Vivir en pleno centro ya no era mi prioridad. Hacía poco que un amigo se había mudado al barrio del Carmel y estaba encantado. Así que fui a echar un vistazo. Subí en metro y me sorprendió lo poco que tardé en llegar. De repente, vi una fachada que me llamó la atención. Resaltaba de entre el resto, destacaban sus colores y, aun así, encajaba con el entorno a la perfección. No había ninguna señal de venta o alquiler. Pregunté al vecino y me dijo que tenía que hablar con Open House. Concerté una cita.
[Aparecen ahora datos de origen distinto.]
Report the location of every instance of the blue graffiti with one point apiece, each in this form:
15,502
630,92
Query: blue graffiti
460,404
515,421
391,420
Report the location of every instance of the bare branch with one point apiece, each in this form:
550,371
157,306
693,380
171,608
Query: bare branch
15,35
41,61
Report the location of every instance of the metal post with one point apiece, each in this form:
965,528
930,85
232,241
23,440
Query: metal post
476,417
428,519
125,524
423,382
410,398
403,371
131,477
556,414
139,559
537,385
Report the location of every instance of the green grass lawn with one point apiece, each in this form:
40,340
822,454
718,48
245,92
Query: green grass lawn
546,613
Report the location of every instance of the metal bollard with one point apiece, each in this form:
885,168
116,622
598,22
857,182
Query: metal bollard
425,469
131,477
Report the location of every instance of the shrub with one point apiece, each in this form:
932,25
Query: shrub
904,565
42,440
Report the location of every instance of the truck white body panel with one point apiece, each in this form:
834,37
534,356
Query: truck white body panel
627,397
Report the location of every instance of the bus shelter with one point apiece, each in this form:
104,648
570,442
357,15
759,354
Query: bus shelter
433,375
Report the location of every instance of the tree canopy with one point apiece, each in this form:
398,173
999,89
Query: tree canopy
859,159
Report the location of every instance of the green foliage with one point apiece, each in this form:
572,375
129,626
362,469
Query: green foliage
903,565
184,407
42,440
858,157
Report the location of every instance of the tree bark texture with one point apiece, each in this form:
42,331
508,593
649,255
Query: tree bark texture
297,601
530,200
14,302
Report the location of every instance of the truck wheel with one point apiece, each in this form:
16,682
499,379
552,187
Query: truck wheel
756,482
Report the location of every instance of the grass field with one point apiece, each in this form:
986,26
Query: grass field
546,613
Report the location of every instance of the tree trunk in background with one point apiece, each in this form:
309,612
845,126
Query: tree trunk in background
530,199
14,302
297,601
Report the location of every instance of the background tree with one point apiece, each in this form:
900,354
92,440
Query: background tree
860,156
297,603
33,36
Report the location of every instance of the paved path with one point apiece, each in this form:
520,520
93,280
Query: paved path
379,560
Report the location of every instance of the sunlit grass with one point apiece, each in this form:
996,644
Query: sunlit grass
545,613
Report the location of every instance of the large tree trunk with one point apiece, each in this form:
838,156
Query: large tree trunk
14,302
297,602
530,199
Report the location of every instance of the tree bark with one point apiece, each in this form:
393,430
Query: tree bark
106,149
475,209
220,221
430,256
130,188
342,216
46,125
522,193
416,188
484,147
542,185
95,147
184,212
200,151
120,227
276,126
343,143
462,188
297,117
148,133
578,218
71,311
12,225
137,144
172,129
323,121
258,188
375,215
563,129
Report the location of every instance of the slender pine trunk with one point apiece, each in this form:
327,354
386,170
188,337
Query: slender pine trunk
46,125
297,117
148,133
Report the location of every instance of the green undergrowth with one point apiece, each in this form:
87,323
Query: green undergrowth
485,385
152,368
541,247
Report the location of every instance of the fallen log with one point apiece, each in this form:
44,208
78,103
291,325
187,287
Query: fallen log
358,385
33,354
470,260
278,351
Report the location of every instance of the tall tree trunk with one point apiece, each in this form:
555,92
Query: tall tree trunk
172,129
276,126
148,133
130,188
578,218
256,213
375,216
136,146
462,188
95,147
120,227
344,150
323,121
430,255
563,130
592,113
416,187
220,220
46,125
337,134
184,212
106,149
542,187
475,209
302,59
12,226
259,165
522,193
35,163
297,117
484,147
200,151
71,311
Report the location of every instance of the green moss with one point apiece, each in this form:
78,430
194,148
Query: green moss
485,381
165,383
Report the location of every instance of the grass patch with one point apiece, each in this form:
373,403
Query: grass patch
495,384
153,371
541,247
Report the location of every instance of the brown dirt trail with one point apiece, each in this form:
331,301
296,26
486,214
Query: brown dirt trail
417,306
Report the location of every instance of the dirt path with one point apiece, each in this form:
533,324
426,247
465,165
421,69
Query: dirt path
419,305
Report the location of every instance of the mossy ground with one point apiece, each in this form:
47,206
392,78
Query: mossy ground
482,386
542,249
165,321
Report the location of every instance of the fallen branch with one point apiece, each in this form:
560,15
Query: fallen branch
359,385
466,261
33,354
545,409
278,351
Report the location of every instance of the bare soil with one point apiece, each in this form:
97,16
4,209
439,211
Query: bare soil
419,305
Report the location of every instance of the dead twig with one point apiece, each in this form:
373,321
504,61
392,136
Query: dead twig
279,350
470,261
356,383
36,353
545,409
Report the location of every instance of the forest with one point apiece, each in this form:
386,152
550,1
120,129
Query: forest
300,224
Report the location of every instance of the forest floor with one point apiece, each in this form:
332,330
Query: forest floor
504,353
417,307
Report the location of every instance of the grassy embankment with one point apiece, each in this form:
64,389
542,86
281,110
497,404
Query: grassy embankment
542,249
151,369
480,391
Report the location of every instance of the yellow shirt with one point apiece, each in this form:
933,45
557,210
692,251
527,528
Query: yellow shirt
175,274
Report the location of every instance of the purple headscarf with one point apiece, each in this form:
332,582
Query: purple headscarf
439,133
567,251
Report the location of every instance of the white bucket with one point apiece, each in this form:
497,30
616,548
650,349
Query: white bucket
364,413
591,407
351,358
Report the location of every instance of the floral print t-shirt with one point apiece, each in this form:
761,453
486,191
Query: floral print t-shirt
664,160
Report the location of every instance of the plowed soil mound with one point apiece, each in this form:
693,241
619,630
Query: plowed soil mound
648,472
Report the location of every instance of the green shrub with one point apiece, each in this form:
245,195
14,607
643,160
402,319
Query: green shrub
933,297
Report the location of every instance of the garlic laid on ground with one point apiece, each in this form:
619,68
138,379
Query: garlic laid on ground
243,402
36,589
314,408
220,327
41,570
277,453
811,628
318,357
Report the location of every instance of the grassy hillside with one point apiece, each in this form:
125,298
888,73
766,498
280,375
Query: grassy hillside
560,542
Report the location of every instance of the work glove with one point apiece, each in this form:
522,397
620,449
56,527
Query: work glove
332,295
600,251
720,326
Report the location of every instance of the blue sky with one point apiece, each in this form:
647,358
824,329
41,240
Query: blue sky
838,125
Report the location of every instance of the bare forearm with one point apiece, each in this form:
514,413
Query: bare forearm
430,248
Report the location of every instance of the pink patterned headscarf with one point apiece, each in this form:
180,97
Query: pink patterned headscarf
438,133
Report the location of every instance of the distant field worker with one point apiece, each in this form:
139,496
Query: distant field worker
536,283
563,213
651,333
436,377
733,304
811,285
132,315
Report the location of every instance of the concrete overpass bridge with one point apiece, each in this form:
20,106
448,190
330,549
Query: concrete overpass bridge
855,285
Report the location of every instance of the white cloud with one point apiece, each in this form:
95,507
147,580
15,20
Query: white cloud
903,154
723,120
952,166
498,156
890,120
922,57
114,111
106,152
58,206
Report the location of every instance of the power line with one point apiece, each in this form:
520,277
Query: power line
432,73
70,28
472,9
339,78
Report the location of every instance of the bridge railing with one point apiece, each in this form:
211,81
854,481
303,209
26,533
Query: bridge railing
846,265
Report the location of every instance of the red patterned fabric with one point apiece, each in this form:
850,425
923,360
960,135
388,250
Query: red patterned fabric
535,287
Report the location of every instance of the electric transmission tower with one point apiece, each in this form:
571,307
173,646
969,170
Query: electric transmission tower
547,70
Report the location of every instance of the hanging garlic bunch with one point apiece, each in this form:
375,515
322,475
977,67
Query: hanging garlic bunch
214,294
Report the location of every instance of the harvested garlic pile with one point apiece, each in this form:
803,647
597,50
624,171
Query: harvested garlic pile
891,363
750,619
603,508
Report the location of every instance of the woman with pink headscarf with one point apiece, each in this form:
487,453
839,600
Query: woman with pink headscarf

Al entrar me dió la sensación de que la luz se había colado detrás de mí. La claridad, el blanco de las paredes y la madera del suelo me dieron una sensación de paz instantánea. Los peldaños de la escalera estaban hechos de baldosas hidráulicas enmarcadas en madera, algo que yo no había visto antes. Al subir a la segunda planta, me dijeron que la baranda de hierro da sensación de amplitud y deja que la luz fluya. Vi que había aire acondicionado y calefacción. Seguimos. Las baldosas amarillas de la cocina me recordaban a algo pero no sabía a qué. Los muebles están integrados lo cual me gustó porque la cocina es a la vez un pasillo para llegar al comedor entonces está bien que quede mimetizada. Dos baños, baldosas verdes en uno, amarillas en el otro. Otra vez, el amarillo intentaba decirme algo. El dormitorio era sencillo, elegante y una vez más, como si el plano de esta casa fuese un puzzle, las fichas encajaban a la perfección con el resto. Seguimos. Y ahí fue cuando me llevé las manos a la boca. Vistas panorámicas de la ciudad desde la terraza. Y ahí mismo me acordé, las baldosas amarillas me recordaban a la frase del Mago de Oz “A casa, a casa, a casa”. Y desde que vivo aquí, igual que Dorothy, solo quiero volver a casa.